Rupert imprecò, alzandosi in piedi. “Non permetto a nessuno di disporre della mia vita, tanto meno a mia figlia. Me ne vado senza di te. Vorrà dire che tornerò a prenderti quando avrai ritrovato la ragione.”

Così uscì dalla casa sbattendosi la porta alle spalle.

Buffy si rivolse malinconicamente a Spike: “Temo di averti incastrato per qualche tempo, cioè fino a quando mio padre non avrà cambiato idea. Non ti darò fastidio, vedrai. Grazie per aver detto quella cosa sull’essere attratto da me, hai reso tutto molto più convincente.”

“Ho parlato onestamente, dolcezza, perciò non commettere l’errore di crederti al sicuro, qui con me”, mormorò lui, gli occhi azzurri illuminati da una fiamma di desiderio mentre accarezzavano dolcemente il corpo di lei. “Ricorda quel che ti ho detto ieri sera: desidero fare l’amore con te e, se vuoi conservare la tua verginità, comincia a indossare qualcosa di meno provocante di quella camicia. Sono un uomo, non un santo, e non so per quanto tempo potrò resistere alla tentazione. Stai attenta, te lo ripeto per l’ultima volta.”
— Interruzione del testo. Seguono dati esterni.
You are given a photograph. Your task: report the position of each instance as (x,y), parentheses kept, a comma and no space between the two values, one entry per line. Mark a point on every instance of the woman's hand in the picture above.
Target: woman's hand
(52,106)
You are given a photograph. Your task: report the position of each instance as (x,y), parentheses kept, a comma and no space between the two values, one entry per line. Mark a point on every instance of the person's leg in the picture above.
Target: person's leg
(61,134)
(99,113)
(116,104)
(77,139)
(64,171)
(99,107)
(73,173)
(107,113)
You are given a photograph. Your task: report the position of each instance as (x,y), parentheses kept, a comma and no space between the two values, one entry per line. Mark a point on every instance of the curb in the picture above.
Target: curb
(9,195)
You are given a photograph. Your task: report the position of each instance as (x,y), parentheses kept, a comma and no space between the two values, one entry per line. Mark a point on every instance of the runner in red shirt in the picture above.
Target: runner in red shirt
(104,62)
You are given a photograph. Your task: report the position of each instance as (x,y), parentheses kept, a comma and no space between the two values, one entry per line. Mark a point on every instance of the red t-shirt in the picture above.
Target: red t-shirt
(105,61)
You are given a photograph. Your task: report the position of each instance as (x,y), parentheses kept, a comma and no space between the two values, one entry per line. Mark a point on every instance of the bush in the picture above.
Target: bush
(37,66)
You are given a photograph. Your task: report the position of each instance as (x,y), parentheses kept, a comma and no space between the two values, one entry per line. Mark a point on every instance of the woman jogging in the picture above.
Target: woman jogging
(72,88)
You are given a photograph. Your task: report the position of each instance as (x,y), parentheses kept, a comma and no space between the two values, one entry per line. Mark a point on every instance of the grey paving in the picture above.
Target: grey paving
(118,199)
Senza preavviso allungò le mani e le accarezzò il seno palpitante. Gli occhi azzurri si strinsero in due sottili fessure. Lei rimase senza fiato per alcuni secondi, senza riuscire a muoversi. Poi, con un piccolo grido di terrore, si liberò e corse verso la sua camera.

Con il respiro irregolare si appoggiò alla parta chiusa. Spike era stato anche troppo chiaro. E lei aveva capito alla perfezione, senza ombra di dubbio.